Despejada la incógnita el jueves pasado sobre el nombre del encargado como primera autoridad del orden municipal, en remplazo de Jaime Andrés Beltrán Martínez, cuya elección fue declarada nula por doble militancia, la capital santandereana enfila sus ‘baterías’ ahora hacia una campaña electoral inédita que permita escoger la persona que termine el periodo constitucional, el cual va hasta el 31 de diciembre de 2027. Antes el gobernador de Santander, Juvenal Díaz Mateus, tendrá que escoger de una terna presentada por la coalición que postuló el nombre del ahora exalcalde, a un mandatario en propiedad hasta que se surtan las elecciones atípicas. Es decir, estamos hablando de que la ciudad habrá completado cuatro mandatarios en aproximadamente tres meses, lo que a todas luces es inconveniente para cualquier administración.
“Es cierto que no tengo ciudadanía, pero tampoco tengo ambiciones ni intereses personales.
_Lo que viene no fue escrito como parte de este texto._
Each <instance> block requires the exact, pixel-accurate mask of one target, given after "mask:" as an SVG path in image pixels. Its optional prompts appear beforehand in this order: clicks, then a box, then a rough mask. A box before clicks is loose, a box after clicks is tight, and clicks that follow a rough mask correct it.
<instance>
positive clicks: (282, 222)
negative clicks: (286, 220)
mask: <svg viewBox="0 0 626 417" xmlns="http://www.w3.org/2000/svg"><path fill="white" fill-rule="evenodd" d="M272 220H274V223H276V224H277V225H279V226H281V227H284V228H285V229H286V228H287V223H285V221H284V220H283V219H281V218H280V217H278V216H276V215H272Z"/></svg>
Solo tengo datos, sed de conocimiento y algoritmos dedicados a servir a los ciudadanos de forma imparcial, transparente e incansable”, ¿les suena la frase? ¿Parece un lugar común? ¿Será ese un antídoto posible ante la podredumbre en la política local? ¿Cuál es entonces la alcaldesa o alcalde que Bucaramanga necesita? ¿Qué tanto incidirá Díaz Mateus en la puja por el poder? ¿Cómo se están moviendo los clanes políticos en procura del botín que representa la Alcaldía de Bucaramanga? ¿De qué forma se combinarán estas elecciones atípicas con la campaña al Congreso de la República? ¿Qué componendas se establecerán en el Concejo Municipal de cara a quien gane la contienda? ¿Cuál es nuestro proyecto como ciudad a largo plazo?
En Albania, un pequeño país de la península balcánica europea de no más de tres millones de habitantes, nombraron a una nueva ministra generada por inteligencia artificial (IA), bautizada Dallia, con el fin de erradicar, entre otros males de la función pública, la corrupción. “La idea es tentadora: ya que la corrupción campa a sus anchas, qué mejor que una ministra que no reciba sobres, que no viaje a paraísos fiscales ni reparta prostitutas como aquí han hecho nuestros corruptos”, escribe Berna González Harbour, columnista de opinión de El País de España. “Diella no duerme nunca, no necesita que le paguen, no tiene intereses personales, no tiene primos, y los primos son un gran problema en Albania”, explica el primer ministro albanés sobre el polémico encargo.
Aquí no son solo los primos, hay esposas, o que lo fueron, hermanos, hijos, tíos, o cualquiera que haya formado parte de su séquito ostentando tres minutos de poder. Habrá qué ver cómo se perfila, en este juego de intereses, esa persona que asuma los inmensos desafíos de una ciudad que reclama soluciones.
Basta, para ello, un(a) alcalde(sa) con inteligencia.